The artwork in this issue is a feast for the eyes. Nicora Gangi contributes to the back cover a gorgeous pastel study of a copper cup, a spotted egg, and three egg-like rocks, reflected on a shiny surface; Laura Breukelman’s two paintings in equally soft tones, of people at table, adorn the front covers and set the scene for feasting. Candace Keller’s acrylic work provides contrast: her bright colors and the slightly disconcerting image of pallid chicken feet on a platter that holds a fish with what might be radicchio, expand the reader’s impression of what it means to feast.

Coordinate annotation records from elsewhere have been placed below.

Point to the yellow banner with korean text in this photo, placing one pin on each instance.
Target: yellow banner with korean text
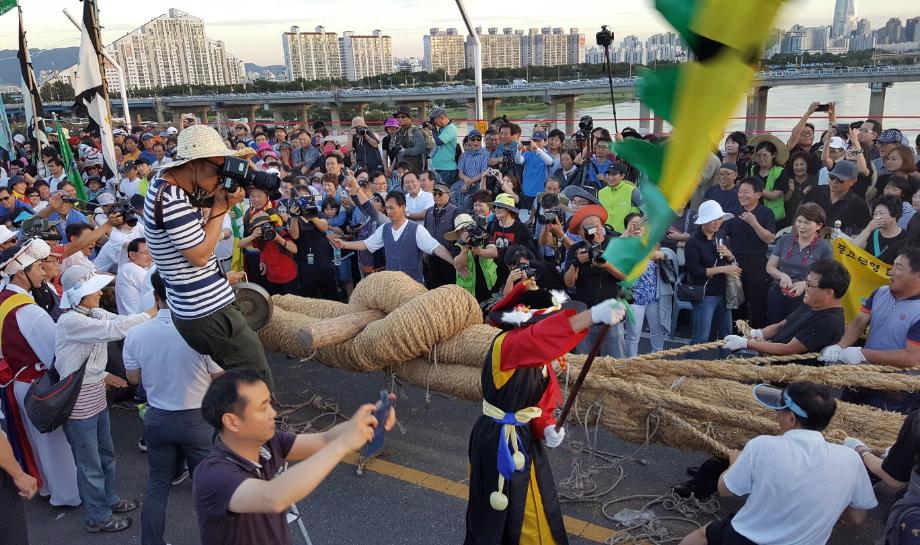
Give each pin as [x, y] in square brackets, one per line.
[867, 273]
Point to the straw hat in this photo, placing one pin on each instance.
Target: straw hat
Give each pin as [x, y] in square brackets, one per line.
[202, 142]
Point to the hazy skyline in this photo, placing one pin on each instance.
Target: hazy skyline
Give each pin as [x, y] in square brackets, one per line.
[254, 34]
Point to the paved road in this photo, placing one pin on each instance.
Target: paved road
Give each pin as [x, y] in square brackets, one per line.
[391, 503]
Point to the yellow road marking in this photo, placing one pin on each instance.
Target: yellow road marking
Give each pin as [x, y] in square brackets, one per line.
[574, 526]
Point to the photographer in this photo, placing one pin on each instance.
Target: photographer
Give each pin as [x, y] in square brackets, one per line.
[472, 240]
[182, 247]
[522, 264]
[593, 278]
[409, 141]
[275, 252]
[365, 147]
[444, 160]
[314, 254]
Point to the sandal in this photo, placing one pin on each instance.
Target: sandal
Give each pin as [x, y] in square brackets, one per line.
[114, 524]
[124, 506]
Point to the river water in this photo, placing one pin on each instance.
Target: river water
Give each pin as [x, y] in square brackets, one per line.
[790, 102]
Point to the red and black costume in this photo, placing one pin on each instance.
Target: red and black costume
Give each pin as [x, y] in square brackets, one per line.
[520, 392]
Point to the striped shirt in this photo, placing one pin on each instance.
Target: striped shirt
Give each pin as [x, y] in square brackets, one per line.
[192, 292]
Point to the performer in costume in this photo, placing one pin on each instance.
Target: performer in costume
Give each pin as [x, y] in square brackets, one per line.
[512, 493]
[27, 344]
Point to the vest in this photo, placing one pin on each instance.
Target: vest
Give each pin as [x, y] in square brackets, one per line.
[403, 254]
[16, 350]
[891, 320]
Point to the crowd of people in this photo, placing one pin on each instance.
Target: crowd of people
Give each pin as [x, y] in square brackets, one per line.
[488, 211]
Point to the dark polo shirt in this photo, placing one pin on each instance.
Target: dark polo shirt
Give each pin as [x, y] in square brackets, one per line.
[216, 479]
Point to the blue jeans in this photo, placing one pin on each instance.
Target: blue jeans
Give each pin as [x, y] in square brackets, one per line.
[711, 311]
[170, 435]
[91, 443]
[612, 345]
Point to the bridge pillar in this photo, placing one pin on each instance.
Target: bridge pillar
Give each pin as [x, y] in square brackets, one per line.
[877, 99]
[335, 115]
[490, 107]
[305, 116]
[756, 121]
[644, 114]
[160, 111]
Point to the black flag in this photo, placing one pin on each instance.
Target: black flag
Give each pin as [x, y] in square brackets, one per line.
[90, 91]
[31, 100]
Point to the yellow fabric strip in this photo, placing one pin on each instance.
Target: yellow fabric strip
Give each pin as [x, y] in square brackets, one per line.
[499, 377]
[535, 529]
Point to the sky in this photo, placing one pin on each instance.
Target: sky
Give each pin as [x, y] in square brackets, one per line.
[252, 31]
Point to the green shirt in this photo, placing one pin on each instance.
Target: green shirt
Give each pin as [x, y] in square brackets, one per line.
[618, 201]
[445, 155]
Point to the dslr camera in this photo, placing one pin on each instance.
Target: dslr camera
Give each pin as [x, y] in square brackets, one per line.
[304, 207]
[476, 235]
[236, 173]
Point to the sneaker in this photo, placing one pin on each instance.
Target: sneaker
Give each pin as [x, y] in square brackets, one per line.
[124, 506]
[114, 524]
[181, 478]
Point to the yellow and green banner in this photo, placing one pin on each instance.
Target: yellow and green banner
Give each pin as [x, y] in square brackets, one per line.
[867, 273]
[697, 98]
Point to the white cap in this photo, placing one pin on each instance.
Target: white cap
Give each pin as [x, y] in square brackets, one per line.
[30, 252]
[78, 282]
[711, 211]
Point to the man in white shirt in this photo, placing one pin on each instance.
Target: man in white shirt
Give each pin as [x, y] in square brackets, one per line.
[176, 379]
[798, 484]
[58, 174]
[129, 282]
[400, 257]
[130, 182]
[417, 200]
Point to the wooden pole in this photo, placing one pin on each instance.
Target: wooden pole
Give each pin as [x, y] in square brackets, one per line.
[337, 330]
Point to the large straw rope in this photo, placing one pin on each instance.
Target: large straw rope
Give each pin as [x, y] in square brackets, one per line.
[436, 339]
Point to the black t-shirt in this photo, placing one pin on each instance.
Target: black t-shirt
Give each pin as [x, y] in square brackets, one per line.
[502, 238]
[901, 458]
[851, 210]
[886, 249]
[593, 284]
[813, 328]
[216, 479]
[313, 242]
[743, 238]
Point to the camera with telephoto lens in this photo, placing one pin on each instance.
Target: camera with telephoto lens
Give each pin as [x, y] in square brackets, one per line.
[476, 235]
[236, 173]
[38, 227]
[604, 38]
[304, 207]
[123, 207]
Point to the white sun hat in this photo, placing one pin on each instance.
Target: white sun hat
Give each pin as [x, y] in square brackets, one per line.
[78, 282]
[711, 211]
[202, 142]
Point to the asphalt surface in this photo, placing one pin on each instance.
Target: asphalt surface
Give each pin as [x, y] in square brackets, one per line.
[375, 508]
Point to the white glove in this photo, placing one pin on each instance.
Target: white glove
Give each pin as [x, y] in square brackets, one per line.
[851, 356]
[734, 342]
[610, 312]
[830, 354]
[853, 443]
[552, 437]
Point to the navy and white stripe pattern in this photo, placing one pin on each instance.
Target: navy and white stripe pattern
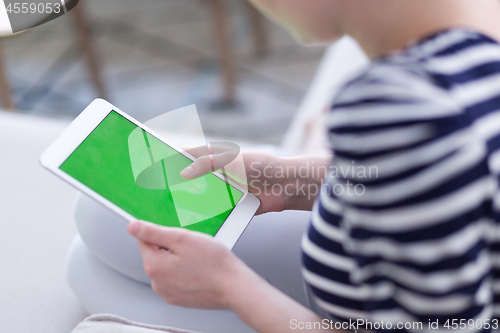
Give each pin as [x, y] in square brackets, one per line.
[423, 240]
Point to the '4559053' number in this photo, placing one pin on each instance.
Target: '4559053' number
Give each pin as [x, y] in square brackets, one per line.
[25, 8]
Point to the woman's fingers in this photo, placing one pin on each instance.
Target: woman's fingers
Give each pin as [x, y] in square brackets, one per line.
[205, 163]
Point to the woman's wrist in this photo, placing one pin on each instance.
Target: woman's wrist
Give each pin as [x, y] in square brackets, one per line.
[304, 180]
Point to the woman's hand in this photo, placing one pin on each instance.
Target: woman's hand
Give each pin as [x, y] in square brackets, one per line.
[279, 183]
[188, 268]
[193, 270]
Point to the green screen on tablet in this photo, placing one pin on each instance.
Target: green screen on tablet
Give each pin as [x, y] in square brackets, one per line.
[140, 174]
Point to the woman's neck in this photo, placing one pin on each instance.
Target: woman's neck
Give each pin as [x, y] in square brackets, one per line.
[385, 26]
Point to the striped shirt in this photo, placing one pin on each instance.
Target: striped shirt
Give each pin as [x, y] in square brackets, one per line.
[407, 228]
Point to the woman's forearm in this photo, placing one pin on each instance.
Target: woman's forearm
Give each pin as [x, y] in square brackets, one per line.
[268, 310]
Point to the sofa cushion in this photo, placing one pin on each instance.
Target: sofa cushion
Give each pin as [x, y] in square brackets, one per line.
[104, 323]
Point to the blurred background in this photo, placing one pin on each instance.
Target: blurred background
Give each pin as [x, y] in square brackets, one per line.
[246, 75]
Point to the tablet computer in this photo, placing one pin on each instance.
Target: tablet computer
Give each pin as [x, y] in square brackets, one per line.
[130, 169]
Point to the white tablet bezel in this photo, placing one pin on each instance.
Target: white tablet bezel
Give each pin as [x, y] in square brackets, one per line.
[55, 155]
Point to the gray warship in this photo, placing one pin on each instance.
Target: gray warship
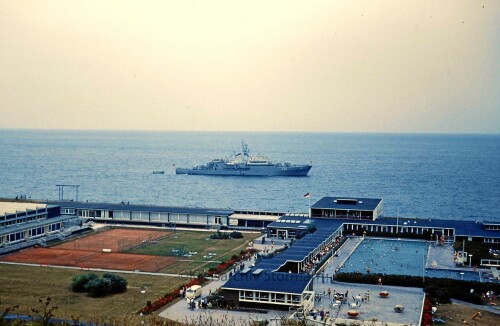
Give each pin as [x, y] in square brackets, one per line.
[243, 164]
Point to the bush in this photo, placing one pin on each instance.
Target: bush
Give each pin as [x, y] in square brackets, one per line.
[118, 283]
[96, 287]
[236, 235]
[79, 282]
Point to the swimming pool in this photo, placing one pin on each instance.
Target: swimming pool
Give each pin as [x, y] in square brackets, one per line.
[397, 257]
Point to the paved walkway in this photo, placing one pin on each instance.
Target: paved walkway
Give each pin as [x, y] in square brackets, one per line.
[180, 311]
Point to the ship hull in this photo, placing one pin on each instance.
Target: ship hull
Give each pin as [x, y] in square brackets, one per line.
[292, 171]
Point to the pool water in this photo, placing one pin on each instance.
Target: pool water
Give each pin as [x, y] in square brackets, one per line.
[397, 257]
[392, 257]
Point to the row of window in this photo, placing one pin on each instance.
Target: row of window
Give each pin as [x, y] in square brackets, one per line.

The featured artist, Stefani Rossi, was the magazine’s visual art editor at the time this issue was published; but unless she begins to telecommute to Colorado, she no longer holds the post, since she has now joined the art faculty at Wabash College in Indiana. Her four pieces are conceptual and at the same time satisfyingly representational. She states that she has been fascinated by “the lingering evidence of habitual consumption,” which she construes as “an act of petition […] and an expression of devotion.” She offers pleasantly haunting images—oil paintings of scraps of crumpled paper on a dinner plate, empty wrappers in a valentine-shaped candy box, and crushed paper take-out coffee cups and lids; and a witty mixed media altar constructed from used coffee filters, gold leaf, and oil on velum. The soft tones of her pieces—even the red of the candy box is muted—harmonize with the Gangi and Breukelman works and form a counterpoint to the Keller.

This magazine acknowledges a substantial number of benefactors and friends. The editors and financial supporters of Ruminate can be pardonably proud of what they have wrought. I’ll grant them their title and wish them well as they ruminate through the next five years.